Search code examples
rcurve-fittingmodel-fitting

How to estimate the best fitting function to a scatter plot in R?


I have scatterplot of two variables, for instance this:

x<-c(0.108,0.111,0.113,0.116,0.118,0.121,0.123,0.126,0.128,0.131,0.133,0.136)

y<-c(-6.908,-6.620,-5.681,-5.165,-4.690,-4.646,-3.979,-3.755,-3.564,-3.558,-3.272,-3.073)

and I would like to find the function that better fits the relation between these two variables.

to be precise I would like to compare the fitting of three models: linear, exponential and logarithmic.

I was thinking about fitting each function to my values, calculate the likelihoods in each case and compare the AIC values.

But I don't really know how or where to start. Any possible help about this would be extremely appreciated.

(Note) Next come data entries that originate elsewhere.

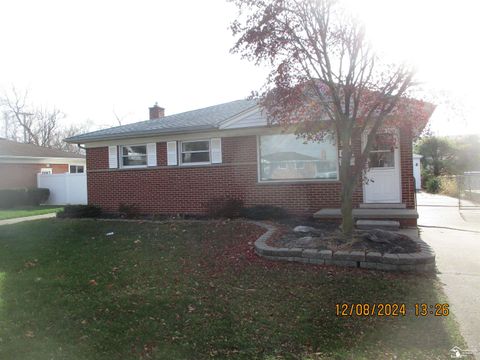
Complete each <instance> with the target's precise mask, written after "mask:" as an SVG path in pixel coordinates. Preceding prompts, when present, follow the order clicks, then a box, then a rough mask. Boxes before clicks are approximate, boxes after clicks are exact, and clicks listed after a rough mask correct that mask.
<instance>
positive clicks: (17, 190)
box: [0, 188, 50, 209]
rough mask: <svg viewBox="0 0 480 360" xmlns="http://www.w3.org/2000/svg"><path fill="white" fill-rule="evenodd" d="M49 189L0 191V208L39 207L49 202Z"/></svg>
mask: <svg viewBox="0 0 480 360" xmlns="http://www.w3.org/2000/svg"><path fill="white" fill-rule="evenodd" d="M49 196H50V190H49V189H43V188H38V189H37V188H29V189H27V188H23V189H3V190H0V208H3V209H9V208H13V207H15V206H22V205H34V206H38V205H40V204H41V203H44V202H46V201H47V200H48V197H49Z"/></svg>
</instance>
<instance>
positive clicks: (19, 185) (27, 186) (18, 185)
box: [0, 164, 68, 189]
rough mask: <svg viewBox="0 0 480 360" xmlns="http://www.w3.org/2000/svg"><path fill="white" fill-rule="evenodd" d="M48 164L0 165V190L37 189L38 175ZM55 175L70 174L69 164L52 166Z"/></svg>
mask: <svg viewBox="0 0 480 360" xmlns="http://www.w3.org/2000/svg"><path fill="white" fill-rule="evenodd" d="M45 167H47V164H0V189H13V188H23V187H37V174H38V173H39V172H40V169H41V168H45ZM50 167H51V168H52V172H53V173H54V174H62V173H65V172H68V165H67V164H50Z"/></svg>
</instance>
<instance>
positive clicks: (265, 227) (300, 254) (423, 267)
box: [255, 222, 435, 272]
mask: <svg viewBox="0 0 480 360" xmlns="http://www.w3.org/2000/svg"><path fill="white" fill-rule="evenodd" d="M255 224H257V225H258V226H261V227H263V228H264V229H266V230H267V231H266V232H265V233H264V234H263V235H262V236H260V237H259V238H258V239H257V240H256V241H255V252H256V253H257V254H258V255H259V256H262V257H264V258H267V259H271V260H280V261H292V262H301V263H306V264H316V265H337V266H347V267H358V268H363V269H374V270H386V271H411V272H432V271H434V270H435V254H434V252H433V251H432V249H431V248H430V246H429V245H428V244H426V243H425V242H424V241H422V240H421V239H419V238H414V239H412V240H413V241H415V242H416V243H417V244H418V246H419V248H420V251H419V252H414V253H403V254H392V253H383V254H382V253H380V252H377V251H368V250H351V251H347V250H338V251H333V250H319V249H302V248H287V247H274V246H271V245H269V244H268V243H267V242H268V240H269V239H270V238H271V237H272V236H273V235H274V233H275V231H276V230H277V228H276V227H275V226H273V225H269V224H264V223H260V222H255Z"/></svg>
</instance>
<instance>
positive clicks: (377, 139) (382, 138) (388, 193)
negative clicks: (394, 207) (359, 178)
mask: <svg viewBox="0 0 480 360" xmlns="http://www.w3.org/2000/svg"><path fill="white" fill-rule="evenodd" d="M392 137H395V138H396V139H397V140H393V139H392ZM363 139H364V141H365V139H366V136H364V138H363ZM398 143H399V142H398V134H392V133H378V134H377V135H376V136H375V143H374V144H373V147H372V151H371V152H370V155H369V160H368V161H369V169H368V172H367V174H366V181H365V183H364V186H363V201H364V202H365V203H400V202H401V191H400V150H399V144H398Z"/></svg>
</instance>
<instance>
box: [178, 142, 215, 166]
mask: <svg viewBox="0 0 480 360" xmlns="http://www.w3.org/2000/svg"><path fill="white" fill-rule="evenodd" d="M181 153H182V156H181V160H182V164H209V163H210V140H199V141H184V142H182V144H181Z"/></svg>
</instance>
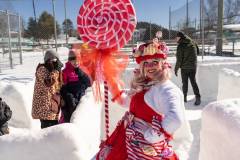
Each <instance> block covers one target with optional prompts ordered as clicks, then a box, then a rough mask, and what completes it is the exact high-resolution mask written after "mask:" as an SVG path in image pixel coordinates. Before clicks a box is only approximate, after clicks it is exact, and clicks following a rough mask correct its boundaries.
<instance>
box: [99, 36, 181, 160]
mask: <svg viewBox="0 0 240 160" xmlns="http://www.w3.org/2000/svg"><path fill="white" fill-rule="evenodd" d="M135 58H136V62H137V63H138V64H139V68H138V69H136V70H135V71H134V78H133V80H132V82H131V89H130V91H129V92H128V93H124V92H121V93H120V94H118V95H117V96H116V97H114V98H113V99H114V100H117V99H119V98H122V99H124V102H125V105H126V106H129V111H128V112H126V114H125V115H124V116H123V118H122V120H121V121H120V122H119V123H118V126H117V127H116V129H115V130H114V131H113V133H112V134H111V136H110V137H109V138H108V139H107V140H106V141H105V142H103V143H102V144H101V146H100V151H99V152H98V153H97V155H96V157H95V158H96V159H97V160H126V159H127V160H178V156H177V155H176V154H175V152H174V151H173V150H172V147H171V146H170V144H169V142H170V141H171V140H172V139H173V135H174V132H175V131H176V130H177V129H178V128H179V127H180V126H181V124H182V122H183V119H184V118H183V110H182V108H183V106H182V104H183V103H182V100H183V95H182V92H181V91H180V89H179V88H178V87H177V86H175V85H174V84H173V83H172V82H171V81H170V69H169V65H168V63H167V62H166V58H167V56H166V46H165V45H163V44H162V43H159V42H158V40H157V39H154V40H153V42H150V43H146V44H143V45H140V46H139V48H138V49H137V50H136V51H135Z"/></svg>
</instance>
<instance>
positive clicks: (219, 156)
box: [199, 99, 240, 160]
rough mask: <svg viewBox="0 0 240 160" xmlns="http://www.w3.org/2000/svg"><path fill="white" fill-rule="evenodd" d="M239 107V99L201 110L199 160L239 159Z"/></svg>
mask: <svg viewBox="0 0 240 160" xmlns="http://www.w3.org/2000/svg"><path fill="white" fill-rule="evenodd" d="M239 106H240V99H228V100H224V101H218V102H214V103H211V104H209V105H207V106H206V107H205V108H204V109H203V114H202V130H201V144H200V146H201V148H200V157H199V160H215V159H216V160H227V159H231V160H238V159H239V157H240V149H239V144H240V139H239V133H240V109H239Z"/></svg>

Thank you very much in advance.

Tina.


Solution

  • Here is an example of comparing five models. Due to the form of the first two models we are able to use lm to get good starting values. (Note that models using different transforms of y should not be compared so we should not use lm1 and lm2 as comparison models but only for starting values.) Now run an nls for each of the first two. After these two models we try polynomials of various degrees in x. Fortunately lm and nls use consistent AIC definitions (although its not necessarily true that other R model fitting functions have consistent AIC definitions) so we can just use lm for the polynomials. Finally we plot the data and fits of the first two models.

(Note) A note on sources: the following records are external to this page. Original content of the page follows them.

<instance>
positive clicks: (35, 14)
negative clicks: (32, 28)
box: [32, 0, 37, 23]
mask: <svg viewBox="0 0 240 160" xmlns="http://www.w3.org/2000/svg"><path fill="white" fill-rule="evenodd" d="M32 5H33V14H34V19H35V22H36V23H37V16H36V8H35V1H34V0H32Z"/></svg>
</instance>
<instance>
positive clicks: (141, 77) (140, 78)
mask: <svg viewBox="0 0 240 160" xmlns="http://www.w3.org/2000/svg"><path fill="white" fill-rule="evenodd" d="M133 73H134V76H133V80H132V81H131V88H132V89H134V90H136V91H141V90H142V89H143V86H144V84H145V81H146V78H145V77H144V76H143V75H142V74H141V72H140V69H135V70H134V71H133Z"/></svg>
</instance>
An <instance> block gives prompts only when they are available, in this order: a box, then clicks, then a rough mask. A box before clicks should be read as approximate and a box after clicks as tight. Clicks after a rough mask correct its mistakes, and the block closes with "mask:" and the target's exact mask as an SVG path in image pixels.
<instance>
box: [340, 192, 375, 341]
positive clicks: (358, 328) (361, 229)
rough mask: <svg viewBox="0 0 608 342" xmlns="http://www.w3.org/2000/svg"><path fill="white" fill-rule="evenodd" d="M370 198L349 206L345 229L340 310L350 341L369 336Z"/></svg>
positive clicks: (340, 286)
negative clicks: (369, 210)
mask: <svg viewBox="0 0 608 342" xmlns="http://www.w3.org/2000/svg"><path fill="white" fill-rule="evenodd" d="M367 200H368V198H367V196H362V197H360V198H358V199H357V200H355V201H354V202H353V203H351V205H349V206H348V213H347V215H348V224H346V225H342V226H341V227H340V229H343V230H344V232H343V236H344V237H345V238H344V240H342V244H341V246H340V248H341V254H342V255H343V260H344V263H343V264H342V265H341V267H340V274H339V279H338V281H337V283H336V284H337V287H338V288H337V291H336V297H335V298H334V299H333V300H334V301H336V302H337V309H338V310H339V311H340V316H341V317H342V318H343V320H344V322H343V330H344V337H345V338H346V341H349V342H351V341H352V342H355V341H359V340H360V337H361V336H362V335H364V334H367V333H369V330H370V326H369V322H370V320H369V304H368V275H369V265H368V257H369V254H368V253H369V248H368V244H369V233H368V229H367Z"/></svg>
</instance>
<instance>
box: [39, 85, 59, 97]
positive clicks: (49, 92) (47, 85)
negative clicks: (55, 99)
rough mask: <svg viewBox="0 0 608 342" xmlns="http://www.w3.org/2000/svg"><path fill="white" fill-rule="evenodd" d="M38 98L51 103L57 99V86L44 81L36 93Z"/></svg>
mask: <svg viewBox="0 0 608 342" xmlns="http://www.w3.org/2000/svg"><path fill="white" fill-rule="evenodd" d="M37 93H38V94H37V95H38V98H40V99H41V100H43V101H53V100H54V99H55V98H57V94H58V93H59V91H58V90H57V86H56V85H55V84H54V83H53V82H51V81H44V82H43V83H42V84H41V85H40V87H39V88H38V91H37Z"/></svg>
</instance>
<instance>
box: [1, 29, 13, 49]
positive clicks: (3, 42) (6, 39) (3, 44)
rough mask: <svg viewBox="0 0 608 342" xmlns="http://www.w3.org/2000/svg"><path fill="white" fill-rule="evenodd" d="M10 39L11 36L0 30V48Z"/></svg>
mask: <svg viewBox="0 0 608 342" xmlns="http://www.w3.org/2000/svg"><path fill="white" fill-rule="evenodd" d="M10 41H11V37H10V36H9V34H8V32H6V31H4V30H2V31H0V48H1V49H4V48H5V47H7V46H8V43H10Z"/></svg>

    The lower the AIC the better so nls1 is best followed by lm3.2 following by nls2 .

    lm1 <- lm(1/y ~ x)
    nls1 <- nls(y ~ 1/(a + b*x), start = setNames(coef(lm1), c("a", "b")))
    AIC(nls1) # -2.390924
    
    lm2 <- lm(1/y ~ log(x))
    nls2 <- nls(y ~ 1/(a + b*log(x)), start = setNames(coef(lm2), c("a", "b")))
    AIC(nls2) # -1.29101
    
    lm3.1 <- lm(y ~ x) 
    AIC(lm3.1) # 13.43161
    
    lm3.2 <- lm(y ~ poly(x, 2))
    AIC(lm3.2) # -1.525982
    
    lm3.3 <- lm(y ~ poly(x, 3))
    AIC(lm3.3) # 0.1498972
    
    plot(y ~ x)
    
    lines(fitted(nls1) ~ x, lty = 1) # solid line
    lines(fitted(nls2) ~ x, lty = 2) # dashed line
    

    enter image description here

    ADDED a few more models and subsequently fixed them up and changed notation. Also to follow up on Ben Bolker's comment we can replace AIC everywhere above with AICc from the AICcmodavg package.